Словом, напиши мне поскорее, брат, и если все случившееся явится для нас причиной того, что мы еще сильнее привяжемся друг к другу и еще больше проникнемся взаимным пониманием и доверием вместо того, чтобы разлучиться из-за вмешательства Терстеха или иного постороннего лица, я не буду сожалеть о неприятностях, которые мне принесло сегодняшнее утро. Каков бы Терстех ни был с другими, а я охотно верю, что он лучше, чем кажется, — для меня он непереносим. Будь на то его воля, я стал бы несчастным и конченным человеком. Я уверен, что он совершенно невозмутимо смотрел бы, как тонет Син и т. д., да еще сказал бы, что это — благодеяние для цивилизованного общества.
Если бы и я потонул одновременно с нею, мне было бы все равно. Ибо в тот день, когда мы снова встретились в больнице у колыбели младенца, мы в достаточной мере осознали, что обе наши жизни — одно целое.
Полно, брат! Довольно ломать над этим голову.
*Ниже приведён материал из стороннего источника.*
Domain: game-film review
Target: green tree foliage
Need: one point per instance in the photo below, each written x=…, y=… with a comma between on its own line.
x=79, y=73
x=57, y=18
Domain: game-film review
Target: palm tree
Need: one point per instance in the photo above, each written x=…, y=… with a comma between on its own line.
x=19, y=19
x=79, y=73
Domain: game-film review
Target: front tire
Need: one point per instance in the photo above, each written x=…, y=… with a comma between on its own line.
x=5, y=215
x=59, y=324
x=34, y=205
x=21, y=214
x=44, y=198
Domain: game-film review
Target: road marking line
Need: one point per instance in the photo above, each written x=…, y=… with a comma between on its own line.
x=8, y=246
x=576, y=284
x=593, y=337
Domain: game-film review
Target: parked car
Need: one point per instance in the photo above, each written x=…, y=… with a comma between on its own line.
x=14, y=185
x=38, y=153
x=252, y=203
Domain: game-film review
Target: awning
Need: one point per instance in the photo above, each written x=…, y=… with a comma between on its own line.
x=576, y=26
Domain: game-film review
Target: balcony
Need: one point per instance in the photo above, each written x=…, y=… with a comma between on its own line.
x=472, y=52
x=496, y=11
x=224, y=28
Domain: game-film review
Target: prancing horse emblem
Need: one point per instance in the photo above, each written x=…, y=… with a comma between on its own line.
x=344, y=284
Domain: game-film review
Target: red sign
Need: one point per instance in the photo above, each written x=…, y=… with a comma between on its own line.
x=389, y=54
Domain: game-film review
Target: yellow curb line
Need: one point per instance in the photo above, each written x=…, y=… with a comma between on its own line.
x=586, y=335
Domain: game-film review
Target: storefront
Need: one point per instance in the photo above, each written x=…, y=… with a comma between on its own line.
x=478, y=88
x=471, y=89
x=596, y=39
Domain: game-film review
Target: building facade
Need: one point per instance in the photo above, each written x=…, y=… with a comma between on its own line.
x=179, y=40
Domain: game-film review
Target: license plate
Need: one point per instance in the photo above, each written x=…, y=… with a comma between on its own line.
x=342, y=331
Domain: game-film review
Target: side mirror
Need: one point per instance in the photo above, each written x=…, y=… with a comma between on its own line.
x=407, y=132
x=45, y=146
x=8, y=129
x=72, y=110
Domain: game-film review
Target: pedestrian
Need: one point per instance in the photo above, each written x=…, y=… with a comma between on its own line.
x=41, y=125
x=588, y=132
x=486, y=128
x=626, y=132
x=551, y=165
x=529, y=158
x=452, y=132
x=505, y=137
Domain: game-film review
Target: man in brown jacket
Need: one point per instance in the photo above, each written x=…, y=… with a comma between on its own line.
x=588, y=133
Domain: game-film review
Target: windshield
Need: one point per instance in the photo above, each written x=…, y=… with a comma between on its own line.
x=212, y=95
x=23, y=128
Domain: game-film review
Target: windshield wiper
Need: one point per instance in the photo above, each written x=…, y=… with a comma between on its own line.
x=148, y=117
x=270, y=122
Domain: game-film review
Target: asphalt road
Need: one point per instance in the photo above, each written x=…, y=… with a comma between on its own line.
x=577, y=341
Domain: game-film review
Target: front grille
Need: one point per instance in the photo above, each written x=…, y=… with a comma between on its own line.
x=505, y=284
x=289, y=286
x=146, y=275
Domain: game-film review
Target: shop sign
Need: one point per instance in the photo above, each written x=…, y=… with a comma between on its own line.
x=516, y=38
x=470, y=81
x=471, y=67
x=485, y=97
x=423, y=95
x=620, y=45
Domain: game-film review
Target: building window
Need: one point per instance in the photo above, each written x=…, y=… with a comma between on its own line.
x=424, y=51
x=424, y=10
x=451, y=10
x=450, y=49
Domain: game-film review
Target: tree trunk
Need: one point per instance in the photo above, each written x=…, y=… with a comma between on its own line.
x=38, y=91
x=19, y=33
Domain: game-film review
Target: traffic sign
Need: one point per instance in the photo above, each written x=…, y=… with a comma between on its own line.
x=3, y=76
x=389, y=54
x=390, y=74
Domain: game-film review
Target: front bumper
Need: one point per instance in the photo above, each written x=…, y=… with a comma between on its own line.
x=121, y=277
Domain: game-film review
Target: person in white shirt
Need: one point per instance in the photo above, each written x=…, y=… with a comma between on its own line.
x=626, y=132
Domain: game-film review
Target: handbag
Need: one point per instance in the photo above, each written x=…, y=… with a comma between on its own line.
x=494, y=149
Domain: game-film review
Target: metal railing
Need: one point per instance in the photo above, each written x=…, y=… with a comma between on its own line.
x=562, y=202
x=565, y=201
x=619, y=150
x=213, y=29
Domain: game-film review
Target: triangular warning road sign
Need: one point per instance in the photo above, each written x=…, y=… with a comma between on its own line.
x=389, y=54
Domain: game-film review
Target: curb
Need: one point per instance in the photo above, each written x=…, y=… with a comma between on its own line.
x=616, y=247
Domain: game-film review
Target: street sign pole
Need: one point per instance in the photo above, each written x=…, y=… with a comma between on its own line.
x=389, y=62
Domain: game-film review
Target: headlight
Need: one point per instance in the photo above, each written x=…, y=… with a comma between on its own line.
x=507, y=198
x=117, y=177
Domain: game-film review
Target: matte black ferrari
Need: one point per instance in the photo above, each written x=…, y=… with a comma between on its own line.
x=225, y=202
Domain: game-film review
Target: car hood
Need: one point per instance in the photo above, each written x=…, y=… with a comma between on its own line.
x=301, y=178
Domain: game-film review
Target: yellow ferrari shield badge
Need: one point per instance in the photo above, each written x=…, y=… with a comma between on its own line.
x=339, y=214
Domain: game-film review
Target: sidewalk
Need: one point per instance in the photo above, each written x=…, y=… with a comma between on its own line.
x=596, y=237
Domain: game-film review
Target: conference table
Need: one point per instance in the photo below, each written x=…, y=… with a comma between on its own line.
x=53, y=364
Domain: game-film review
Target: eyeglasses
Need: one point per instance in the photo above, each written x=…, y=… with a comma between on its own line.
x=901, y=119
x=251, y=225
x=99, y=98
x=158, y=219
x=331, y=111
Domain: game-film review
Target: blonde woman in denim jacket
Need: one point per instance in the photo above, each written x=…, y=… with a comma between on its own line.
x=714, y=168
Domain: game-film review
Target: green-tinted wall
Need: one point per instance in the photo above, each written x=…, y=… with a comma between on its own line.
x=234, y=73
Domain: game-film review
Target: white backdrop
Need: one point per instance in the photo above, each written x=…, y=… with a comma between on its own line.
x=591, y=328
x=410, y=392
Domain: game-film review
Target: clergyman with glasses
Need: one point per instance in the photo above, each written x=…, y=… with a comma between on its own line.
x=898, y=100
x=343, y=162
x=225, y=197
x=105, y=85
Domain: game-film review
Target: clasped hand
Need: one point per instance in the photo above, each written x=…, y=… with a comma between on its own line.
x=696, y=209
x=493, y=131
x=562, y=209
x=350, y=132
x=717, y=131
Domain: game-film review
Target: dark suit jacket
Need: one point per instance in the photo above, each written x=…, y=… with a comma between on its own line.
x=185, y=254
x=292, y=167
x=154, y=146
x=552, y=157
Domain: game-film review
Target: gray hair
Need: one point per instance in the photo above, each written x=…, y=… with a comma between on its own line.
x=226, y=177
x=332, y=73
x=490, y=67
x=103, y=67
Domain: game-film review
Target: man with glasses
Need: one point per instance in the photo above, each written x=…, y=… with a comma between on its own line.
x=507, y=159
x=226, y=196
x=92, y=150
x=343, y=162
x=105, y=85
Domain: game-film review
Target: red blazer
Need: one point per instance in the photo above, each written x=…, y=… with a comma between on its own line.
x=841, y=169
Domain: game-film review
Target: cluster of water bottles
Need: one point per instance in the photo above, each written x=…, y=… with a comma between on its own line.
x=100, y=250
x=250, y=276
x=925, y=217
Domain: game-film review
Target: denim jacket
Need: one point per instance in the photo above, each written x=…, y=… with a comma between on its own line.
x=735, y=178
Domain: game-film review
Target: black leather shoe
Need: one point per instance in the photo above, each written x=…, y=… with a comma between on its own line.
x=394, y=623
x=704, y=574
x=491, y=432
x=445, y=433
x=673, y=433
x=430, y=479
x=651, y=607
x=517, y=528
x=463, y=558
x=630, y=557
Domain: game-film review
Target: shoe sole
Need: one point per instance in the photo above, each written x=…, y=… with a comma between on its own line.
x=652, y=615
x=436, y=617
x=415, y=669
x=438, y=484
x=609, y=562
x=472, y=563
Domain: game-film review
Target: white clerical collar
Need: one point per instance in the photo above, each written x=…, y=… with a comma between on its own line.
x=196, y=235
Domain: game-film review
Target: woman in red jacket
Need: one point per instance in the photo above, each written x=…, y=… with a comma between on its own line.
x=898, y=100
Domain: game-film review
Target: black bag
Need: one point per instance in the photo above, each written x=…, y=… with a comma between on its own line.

Лучше спокойно заниматься своей работой, поправляться и мирно существовать изо дня в день.
Нас с Син связывает любовь, нас с нею связывает обет взаимной верности.
А в такие вещи, Тео, людям не подобает вмешиваться, потому что это — самое святое, что есть в жизни.
Мы с Син хотим одного — чтобы наши дела не обернулись чересчур драматически; мы слишком полны новой жажды жизни, слишком полны желания работать, трудиться, чтобы не постараться любой ценой избежать крайностей.
Но если многие, а в особенности ты, разделят в отношении нас точку зрения Терстеха, нам не выдержать, и дело может кончиться очень печально.
Если же все окажется в порядке, мы будем продолжать борьбу здесь, то есть будем работать. На первый взгляд такой способ борьбы может показаться очень однообразным и повседневным, но это далеко не так — чтобы яростно атаковать и упорно защищаться, всюду требуются мужество и энергия. Мы продержались всю зиму, а теперь, с божьей помощью, опять немного продвинемся вперед. Я говорю «с божьей помощью», потому что благодарен богу за тебя и за ту поддержку, которую получил и продолжаю получать от тебя.
Терстех — человек энергичный, но я надеюсь, он не станет тратить свою энергию на то, чтобы преследовать нас с Син, или на что-нибудь еще в этом же роде. Быть может, он сам поймет, что не вправе вмешиваться, и спокойно отойдет в сторону. Ему нет до меня никакого дела, я ему, в сущности, совершенно безразличен, и он поступает так лишь потому, что надеется тем самым сделать приятное и оказать услугу дяде Сенту и нашему отцу. Мои же интересы и чувства он не щадит и нисколько с ними не считается. Он приходит ко мне в дом, смотрит на женщину, которая держит у груди ребенка, с таким выражением, что та содрогается, и, не сказав ей ни единого приветливого слова (что делают по отношению к молодой матери даже тогда, когда ее не знают), спрашивает меня: «Это твоя модель или что-нибудь другое?» Послушай, это же и бесчеловечно и неделикатно!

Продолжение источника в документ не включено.